The symbolism of his actions began when he first appeared on the balcony at St. Peter’s, calling himself “a bishop” and asking the people to bless him. Since then, he has wasted no time in making unexpected decisions, which have shocked those both inside and outside the Church.

And he will continue to do so, especially with his plans to appoint a female cardinal. He knows that a woman’s role in the Church is an unresolved issue that cannot wait any longer. He was clear about this during his interview with La Civiltà Cattolica last week. “The Church cannot be herself without the woman and her role,” he said. “The woman is essential for the Church. Mary, a woman, is more important than the bishops. I say this because we must not confuse the function with the dignity.”

Some would argue that women are not allowed to be deacons as they were 800 years ago

In other words, it was as if Pope Francis was saying: “The Church isn’t complete because the woman’s role is missing.”

How can he introduce that essential component? He answered the question himself during the interview: “We must therefore investigate further the role of women in the Church. We have to work harder to develop a profound theology of the woman.”

And that theology, according to the pope, cannot be construed within the Vatican’s walls.” The feminine genius is needed wherever we make important decisions,” he said.

He may pave the way with discussions that urgently put the issue of a woman’s role in the Church on the table, or better yet, “in front of the altar.” And one of those gestures could be the naming of the first female cardinal. Is that feat impossible? No, because canonical law states that cardinals don’t have to be priests, they can be deacons.

Some would argue that women are not allowed to be deacons as they were 800 years ago among the first Christian communities. But this is one of the reforms that Francis has in mind; it is not based on any dogma. A woman could become a deaconess tomorrow if he so desired.

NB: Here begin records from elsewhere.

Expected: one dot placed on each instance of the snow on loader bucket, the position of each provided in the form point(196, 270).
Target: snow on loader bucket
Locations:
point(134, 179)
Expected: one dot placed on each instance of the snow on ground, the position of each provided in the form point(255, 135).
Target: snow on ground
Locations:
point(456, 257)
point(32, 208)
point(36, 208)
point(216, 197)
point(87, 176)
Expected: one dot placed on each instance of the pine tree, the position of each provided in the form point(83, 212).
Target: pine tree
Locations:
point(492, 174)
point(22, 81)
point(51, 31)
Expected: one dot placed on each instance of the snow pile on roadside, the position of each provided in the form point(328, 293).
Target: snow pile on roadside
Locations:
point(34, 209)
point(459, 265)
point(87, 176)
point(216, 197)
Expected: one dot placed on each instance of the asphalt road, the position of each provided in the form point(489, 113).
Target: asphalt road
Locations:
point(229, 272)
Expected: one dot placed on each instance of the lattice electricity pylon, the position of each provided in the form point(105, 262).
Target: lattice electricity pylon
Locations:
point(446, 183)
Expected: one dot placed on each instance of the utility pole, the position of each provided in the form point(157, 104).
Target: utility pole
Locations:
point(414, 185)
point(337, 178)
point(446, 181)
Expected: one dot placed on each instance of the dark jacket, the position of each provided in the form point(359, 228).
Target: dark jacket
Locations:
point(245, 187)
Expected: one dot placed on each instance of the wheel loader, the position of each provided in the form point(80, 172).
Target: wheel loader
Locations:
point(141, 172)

As Phyllis Zagano of Loyola University in Chicago, an expert on the issue, wrote: “A female deaconess is not an idea for the future. It is an issue for the present and today.”

Zagano brought up the matter with Cardinal Ratzinger before he became pope. “This is something that is being studied,” he told her. Pope Benedict XVI did not follow through but Pope Francis might.

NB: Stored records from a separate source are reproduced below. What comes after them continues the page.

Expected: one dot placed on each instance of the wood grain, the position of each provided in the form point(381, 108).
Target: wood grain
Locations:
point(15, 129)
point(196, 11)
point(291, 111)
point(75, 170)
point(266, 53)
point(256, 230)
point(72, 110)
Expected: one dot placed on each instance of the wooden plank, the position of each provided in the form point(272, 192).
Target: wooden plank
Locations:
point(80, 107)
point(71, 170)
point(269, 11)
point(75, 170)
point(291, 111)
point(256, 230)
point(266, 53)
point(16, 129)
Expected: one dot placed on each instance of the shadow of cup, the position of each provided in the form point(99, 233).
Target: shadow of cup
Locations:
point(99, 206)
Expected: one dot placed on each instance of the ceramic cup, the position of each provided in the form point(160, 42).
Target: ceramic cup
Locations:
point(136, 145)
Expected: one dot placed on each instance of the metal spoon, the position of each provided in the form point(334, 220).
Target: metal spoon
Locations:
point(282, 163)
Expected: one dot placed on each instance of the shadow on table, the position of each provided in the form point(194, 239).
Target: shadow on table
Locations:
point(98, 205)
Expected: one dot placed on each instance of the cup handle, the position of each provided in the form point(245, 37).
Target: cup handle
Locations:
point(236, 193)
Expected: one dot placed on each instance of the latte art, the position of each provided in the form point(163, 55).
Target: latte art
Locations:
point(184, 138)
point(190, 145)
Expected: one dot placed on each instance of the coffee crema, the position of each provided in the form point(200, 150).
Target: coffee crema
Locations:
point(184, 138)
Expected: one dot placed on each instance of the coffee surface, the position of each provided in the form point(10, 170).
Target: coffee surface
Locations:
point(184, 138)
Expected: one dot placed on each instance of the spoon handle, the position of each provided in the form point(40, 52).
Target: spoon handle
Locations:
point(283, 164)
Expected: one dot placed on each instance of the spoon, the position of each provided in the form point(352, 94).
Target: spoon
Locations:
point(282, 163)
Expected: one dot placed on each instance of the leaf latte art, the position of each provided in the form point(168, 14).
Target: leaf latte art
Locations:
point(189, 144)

The Armenian Apostolic Church and the Greek Orthodox Church, which have close links to the Vatican, both have deaconesses.

Any woman who is appointed deaconess can indeed become a cardinal without having to change canonical law.

Cardinals serve as advisors to the pope and their primary function is to elect a new pontiff.

“Knowing this pope, he wouldn’t hesitate before appointing a woman cardinal,” said one Jesuit priest. “And he would indeed enjoy being the first pope to allow women to participate in the selection of a new pontiff.”